The US promises to cut its CO2 emissions further, although it is far from the reduction that Europe will make

The US wants to retake a leading position in the fight against climate change, although its proposal to reduce the amount of CO2 it releases into the atmosphere has fallen somewhat far from the level set by the European Union or Great Britain. At the virtual climate summit convened by the US president, Joe Biden, his government has ensured that, in 2030, they will have reduced the emission by 52%, but compared to 2005 when their emissions were 20% higher than in the reference year chosen in Europe: 1990.

The importance of the year that the states choose as the base to, from there, cut the volume of greenhouse gases that they release, is that by 1990, the countries emitted less CO2 than in 2005, so more effort is needed to lower them and translates into fewer gases released into the atmosphere. However, the previous goal set by the US, in the time of Barack Obama, was to be 26-28% below 2005.

The US has put all the meat on the grill to stage its return to the global effort to try to combat climate change. In addition to President Biden, Vice President Kamala Harris and Secretary of State Antony Blinken also spoke at the inauguration of this virtual summit. The dome of the American cabinet.

Opening the round of interventions by heads of state and government, Joe Biden insisted that his country accounts for “15% of world emissions, no country alone has the solution. Science tells us that this is the key decade to make decisions that avoid the serious consequences of climate change and ensure that the Earth does not heat more than 1.5ºC. This reality is undeniable ”.

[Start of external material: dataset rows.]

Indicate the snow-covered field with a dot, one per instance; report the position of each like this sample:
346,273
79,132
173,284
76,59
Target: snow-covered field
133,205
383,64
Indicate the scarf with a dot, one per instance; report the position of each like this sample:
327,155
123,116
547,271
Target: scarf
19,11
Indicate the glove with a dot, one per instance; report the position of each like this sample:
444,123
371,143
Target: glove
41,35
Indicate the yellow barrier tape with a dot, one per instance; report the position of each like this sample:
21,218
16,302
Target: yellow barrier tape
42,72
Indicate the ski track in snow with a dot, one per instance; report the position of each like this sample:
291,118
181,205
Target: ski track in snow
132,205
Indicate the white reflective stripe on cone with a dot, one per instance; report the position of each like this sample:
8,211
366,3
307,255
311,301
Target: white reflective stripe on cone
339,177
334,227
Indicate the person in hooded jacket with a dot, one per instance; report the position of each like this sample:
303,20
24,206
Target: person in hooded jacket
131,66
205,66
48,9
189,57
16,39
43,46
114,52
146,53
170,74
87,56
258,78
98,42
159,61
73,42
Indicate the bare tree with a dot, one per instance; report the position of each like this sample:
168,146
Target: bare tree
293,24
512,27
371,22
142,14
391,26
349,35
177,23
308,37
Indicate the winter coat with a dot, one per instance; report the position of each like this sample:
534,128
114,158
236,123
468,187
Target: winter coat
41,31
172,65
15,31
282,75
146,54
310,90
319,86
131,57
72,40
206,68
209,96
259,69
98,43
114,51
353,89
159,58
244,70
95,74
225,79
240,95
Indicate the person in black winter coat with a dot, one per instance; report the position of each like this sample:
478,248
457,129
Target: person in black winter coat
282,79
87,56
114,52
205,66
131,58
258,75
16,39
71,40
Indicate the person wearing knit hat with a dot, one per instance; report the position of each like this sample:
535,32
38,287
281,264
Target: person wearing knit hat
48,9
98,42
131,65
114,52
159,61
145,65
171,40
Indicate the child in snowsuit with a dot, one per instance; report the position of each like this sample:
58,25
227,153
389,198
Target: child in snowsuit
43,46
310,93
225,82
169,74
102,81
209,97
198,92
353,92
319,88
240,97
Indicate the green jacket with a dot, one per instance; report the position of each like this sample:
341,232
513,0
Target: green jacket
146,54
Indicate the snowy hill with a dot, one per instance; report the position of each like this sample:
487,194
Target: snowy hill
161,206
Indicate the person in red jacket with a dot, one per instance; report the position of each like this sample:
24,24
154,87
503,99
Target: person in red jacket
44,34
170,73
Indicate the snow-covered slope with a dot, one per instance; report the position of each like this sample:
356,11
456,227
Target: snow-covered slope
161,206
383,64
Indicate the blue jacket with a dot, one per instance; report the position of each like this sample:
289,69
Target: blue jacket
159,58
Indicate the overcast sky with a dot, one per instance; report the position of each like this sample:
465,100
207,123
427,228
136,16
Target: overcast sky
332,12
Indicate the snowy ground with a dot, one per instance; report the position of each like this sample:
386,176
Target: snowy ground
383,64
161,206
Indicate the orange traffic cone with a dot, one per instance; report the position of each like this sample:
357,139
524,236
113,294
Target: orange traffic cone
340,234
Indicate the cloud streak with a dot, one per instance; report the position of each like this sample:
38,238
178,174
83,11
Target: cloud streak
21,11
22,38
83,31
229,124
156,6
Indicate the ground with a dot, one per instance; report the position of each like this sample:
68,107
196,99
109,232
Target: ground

Its Vice President Kamala Harris has stressed the need for collaborative work: “We share the concern and the threats. No nation, no region, is immune to climate change. I urge everyone to focus on the communities hardest hit by the effects. The health of the community, workers and the economy depends on what we do now ”. Secretary of State Blinken has concluded after his bosses that “no country can act alone.”

Speech roulette

The chained messages from the US leadership have marked a total turnaround on the US position during the four years of the Donald Trump administration that came to pull their country out of the Paris Agreement against climate change in 2015. The summit has played a role. a role of climate diplomacy Since, just after the interventions of Biden and the Secretary General of the UN, Antonio Guterres, the President of China Xi Jinping and the Prime Minister of India, Narendra Modi, took the floor. Both countries are at the top in the volume of CO2 emitted, but they are also two emerging economies that are regaining ground after decades of impoverishment. In other words, they are not the main historical causes of global warming.

After these interventions, Prime Minister Boris Johnson and Japan’s Yoshihide Suga took the floor, underlining the diplomatic power deployed by the US. Jonhson carried under his arm the update of his climate plan announced this Wednesday that aims for the United Kingdom to emit 78% less CO2 compared to 1990 in the year 2035. Then they spoke, in rapid succession and with very short speeches, the Chancellor German Angela Merkel heard the President of France, Emanuel Macron. The European Union had no news regarding new emissions cuts since it delivered its renewed plan to the UN in December, which is 55% CO2 reduction compared to 1990 in 2030. Then the Russian president, Vladimir Putin, who intervened. He has spoken that he intends to “significantly reduce” emissions without detailing and has pointed out the usefulness of betting on atomic energy to avoid releasing CO2 and the “absorption of gases”. With Putin the objective of a summit with all the fundamental actors was completed in a certain way, regardless of the content of their speeches.

Biden has stated that “this summit is a first step towards the Glasgow COP in November for a prosperous, safe and sustainable world.” At that meeting in Scotland, countries should have presented detailed plans to enhance their effort to prevent the Earth from overheating by more than 1.5ºC by 2100. So far, the UN has received documents from 75 parties covering a 30% of total emissions. The joint effect of those plans reduce those emissions by 1% by 2030. The UN scientists’ calculations are that, for that year, the cut should be 45%.